Pondicherry significa “ciudad nueva” en tamil. Es uno de los
establecimientos de la así llamada India francesa. Británicos y holandeses, así
como los franceses, controlaron esta zona a lo largo del siglo XVII. La resaca a
la que este afrancesamiento dio lugar se percibe en la ciudad de manera
asombrosa. Hay una línea no marcada en el suelo que divide la localidad con una
precisión euclidiana separando la parte india de la francesa. A un lado de esa
línea –la que yo doy en llamar frontera acústica- brama la cantinela ruidosa de la parte india en la
que los cláxones de coches, motos, rickshaws… son como gotas de agua en un
diluvio de caos sonoro. Se diría que hasta los cuervos tienen bocina y los perros hacen "moc". Todo
suena, todo vibra, todo se apelotona en el oído y nada deja de escucharse. Si
algo existe a ese lado de la frontera, entonces suena. Al otro lado, sin
embargo, el mar de Bengala se traga el ruido y lo devuelve en forma de música, la que
él le apetece ronronear cuando remolonea contra el paseo marítimo. Pasar de un
lugar a otro produce la sensación de sordera repentina. He llegado a
pensar que si uno se pusiera con un pie en cada zona tendría la sensación de
que lleva puestos unos auriculares uno de los cuales se ha vuelto loco y el
otro se ha estropeado. Es como si las ondas indias de presión sonora rebotaran
sobre una pantalla de insonorización que la historia hubiera desplegado allí. India,
ruido. Francia, silencio.
En Pondicherry he dormido en el suelo durante unos días,
pero me he sentido como en una nube. El suelo era el de la casa de algunos de
mis alumnos –ya exalumnos- a los que he ido a visitar, y la nube era la que
constituye ahora el cimiento emocional de sus vidas. Trabajan en una empresa
multinacional por la que han sido contratados gracias a sus méritos personales
y al hecho de hablar francés, el que han aprendido en la escuela profesional de
la fundación durante estos últimos meses. Orgullosos me cuentan el cuento de
sus cuentas y el dinero que ahora mandan a sus casas, donde lo reciben como el
campo recibe la lluvia. Atrás quedaron los ruidos de la miseria porque ahora su
frontera es el viento. Convivir con ellos ha sido un premio para mi alma que, por lo que he comprobado, se alegra manejando artesanalmente el barro para crear vasijas de las que se pueda beber esperanza.

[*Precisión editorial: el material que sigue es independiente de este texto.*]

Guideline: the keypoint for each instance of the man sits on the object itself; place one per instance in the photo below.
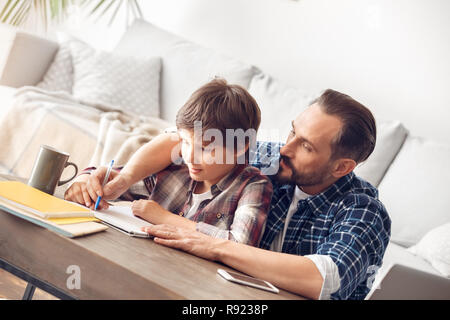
(326, 230)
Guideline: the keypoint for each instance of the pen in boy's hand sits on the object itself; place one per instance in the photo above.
(105, 180)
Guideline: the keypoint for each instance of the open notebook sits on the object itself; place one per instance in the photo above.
(121, 217)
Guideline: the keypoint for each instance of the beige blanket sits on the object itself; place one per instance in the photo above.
(91, 134)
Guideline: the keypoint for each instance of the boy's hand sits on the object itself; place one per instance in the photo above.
(88, 187)
(150, 210)
(77, 191)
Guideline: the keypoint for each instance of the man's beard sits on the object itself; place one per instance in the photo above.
(303, 179)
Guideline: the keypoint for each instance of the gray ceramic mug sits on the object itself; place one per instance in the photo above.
(48, 168)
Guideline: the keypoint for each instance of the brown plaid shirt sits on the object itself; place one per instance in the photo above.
(237, 210)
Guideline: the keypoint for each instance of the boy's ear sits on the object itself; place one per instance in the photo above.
(241, 152)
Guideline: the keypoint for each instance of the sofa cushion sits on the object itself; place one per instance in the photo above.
(279, 104)
(59, 76)
(185, 65)
(390, 137)
(415, 189)
(434, 247)
(127, 83)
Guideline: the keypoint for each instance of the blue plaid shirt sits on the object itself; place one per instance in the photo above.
(346, 222)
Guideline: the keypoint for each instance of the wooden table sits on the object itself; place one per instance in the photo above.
(113, 266)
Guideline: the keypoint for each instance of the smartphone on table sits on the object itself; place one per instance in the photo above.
(246, 280)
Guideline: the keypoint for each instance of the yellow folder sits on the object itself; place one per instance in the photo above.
(40, 203)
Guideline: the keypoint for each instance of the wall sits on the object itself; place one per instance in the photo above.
(393, 56)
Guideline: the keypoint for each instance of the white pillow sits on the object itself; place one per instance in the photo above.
(415, 189)
(435, 248)
(280, 104)
(186, 65)
(59, 76)
(127, 83)
(390, 137)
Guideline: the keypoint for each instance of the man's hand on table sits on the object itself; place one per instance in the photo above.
(195, 243)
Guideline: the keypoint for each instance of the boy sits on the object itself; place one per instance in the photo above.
(214, 191)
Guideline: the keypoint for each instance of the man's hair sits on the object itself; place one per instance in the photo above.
(357, 137)
(219, 105)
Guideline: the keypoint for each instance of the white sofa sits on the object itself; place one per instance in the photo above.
(411, 173)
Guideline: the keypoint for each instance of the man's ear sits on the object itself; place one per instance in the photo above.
(343, 167)
(240, 152)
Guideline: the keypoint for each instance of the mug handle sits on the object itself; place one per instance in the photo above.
(60, 183)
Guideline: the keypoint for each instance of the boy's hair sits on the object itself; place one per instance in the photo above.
(219, 105)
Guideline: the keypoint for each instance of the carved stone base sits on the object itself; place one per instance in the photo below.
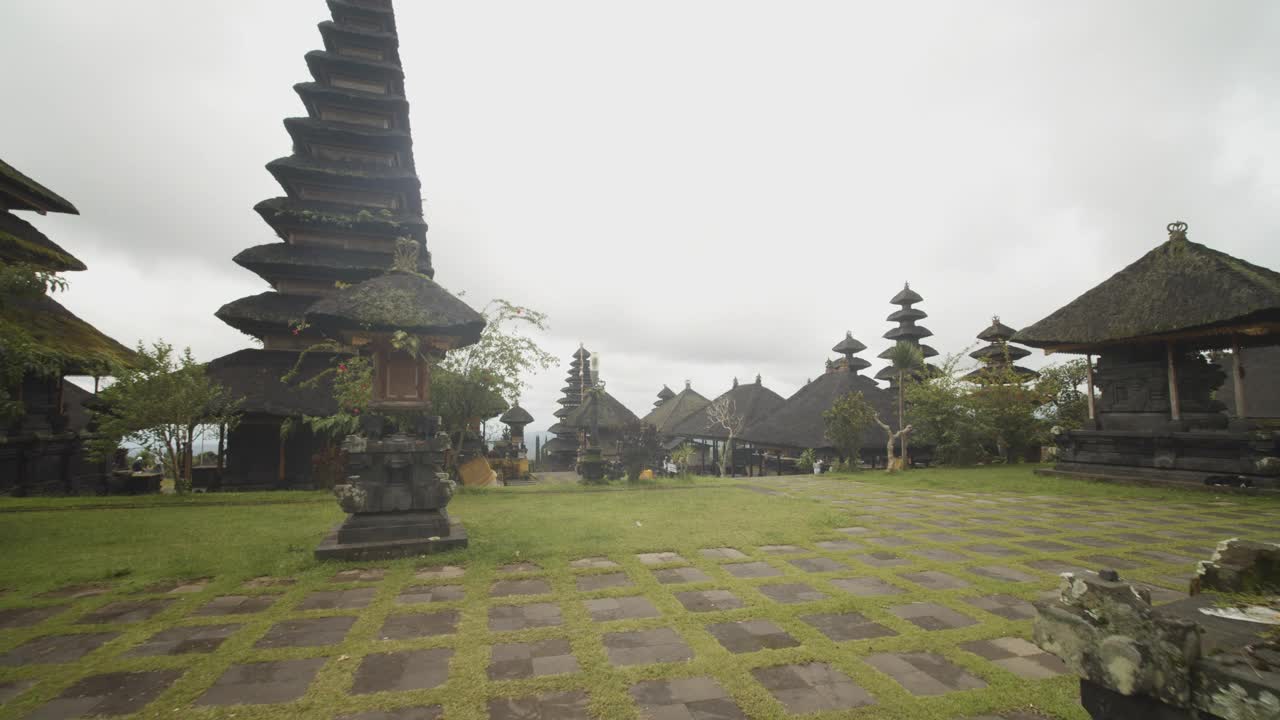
(389, 536)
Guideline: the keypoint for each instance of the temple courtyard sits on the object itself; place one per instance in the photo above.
(858, 596)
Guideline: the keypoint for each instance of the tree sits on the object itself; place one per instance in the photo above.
(846, 420)
(725, 414)
(908, 361)
(164, 405)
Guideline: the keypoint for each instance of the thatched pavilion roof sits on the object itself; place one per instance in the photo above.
(753, 401)
(676, 409)
(1179, 290)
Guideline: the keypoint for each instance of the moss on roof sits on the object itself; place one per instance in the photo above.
(1179, 286)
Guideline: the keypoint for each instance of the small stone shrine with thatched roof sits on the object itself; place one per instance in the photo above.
(1150, 326)
(352, 201)
(42, 423)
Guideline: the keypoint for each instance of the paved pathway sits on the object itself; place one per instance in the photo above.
(917, 605)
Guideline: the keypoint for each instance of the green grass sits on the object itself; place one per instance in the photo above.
(131, 548)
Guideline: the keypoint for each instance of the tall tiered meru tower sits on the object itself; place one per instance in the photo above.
(352, 196)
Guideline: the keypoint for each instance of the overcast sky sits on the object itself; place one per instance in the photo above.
(696, 190)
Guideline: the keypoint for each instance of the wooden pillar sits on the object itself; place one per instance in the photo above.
(1088, 376)
(1238, 378)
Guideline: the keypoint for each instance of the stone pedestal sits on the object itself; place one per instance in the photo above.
(396, 500)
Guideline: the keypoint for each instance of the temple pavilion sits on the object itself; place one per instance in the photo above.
(352, 200)
(42, 419)
(906, 329)
(1150, 326)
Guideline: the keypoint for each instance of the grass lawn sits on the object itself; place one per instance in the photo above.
(928, 536)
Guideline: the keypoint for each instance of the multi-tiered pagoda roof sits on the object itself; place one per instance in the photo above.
(906, 329)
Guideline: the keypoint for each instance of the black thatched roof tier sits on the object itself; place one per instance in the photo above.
(255, 377)
(752, 401)
(849, 346)
(1179, 290)
(22, 242)
(798, 423)
(517, 415)
(21, 192)
(264, 313)
(55, 332)
(680, 406)
(401, 301)
(283, 260)
(600, 410)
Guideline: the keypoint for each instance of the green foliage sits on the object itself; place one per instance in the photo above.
(163, 404)
(846, 420)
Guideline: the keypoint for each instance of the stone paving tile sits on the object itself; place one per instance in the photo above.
(590, 583)
(752, 570)
(690, 698)
(812, 687)
(750, 636)
(643, 647)
(554, 706)
(675, 575)
(76, 592)
(186, 638)
(356, 598)
(722, 554)
(621, 609)
(259, 683)
(932, 616)
(13, 688)
(360, 575)
(840, 546)
(55, 650)
(416, 595)
(940, 555)
(310, 632)
(882, 559)
(442, 573)
(114, 693)
(127, 611)
(507, 588)
(818, 565)
(791, 593)
(593, 564)
(867, 587)
(28, 616)
(419, 625)
(520, 568)
(1018, 656)
(708, 601)
(1005, 606)
(936, 580)
(430, 712)
(401, 671)
(659, 557)
(516, 661)
(508, 618)
(848, 627)
(236, 605)
(924, 673)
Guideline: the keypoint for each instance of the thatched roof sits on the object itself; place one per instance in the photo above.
(799, 423)
(255, 377)
(22, 242)
(49, 329)
(517, 415)
(1180, 288)
(600, 409)
(680, 406)
(401, 301)
(19, 192)
(753, 401)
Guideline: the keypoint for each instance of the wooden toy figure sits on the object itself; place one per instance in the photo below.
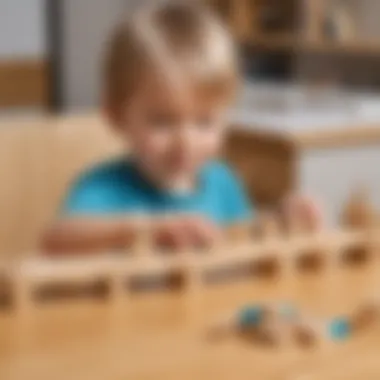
(310, 332)
(256, 322)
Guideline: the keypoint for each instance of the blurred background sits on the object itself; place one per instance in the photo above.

Cuando les pregunté por qué no compraban muebles me
dijeron que eso lo harán cuando se casen. No poco nos reímos a cuento de eso de la ausencia de muebles hasta la boda y lo extraordinariamente sorprendente, por no decir absurdo, que a mí me resultaba, pero por mucha razón que
yo llevara o creyera llevar, lo cierto es que acabé tendido en el suelo como una alfombra, superando así otra frontera, en este caso cultural, que no me impidió dormir con comodidad. Hasta tal punto descansé que pasados los
días lo que se me hacía raro era caminar sobre la cama.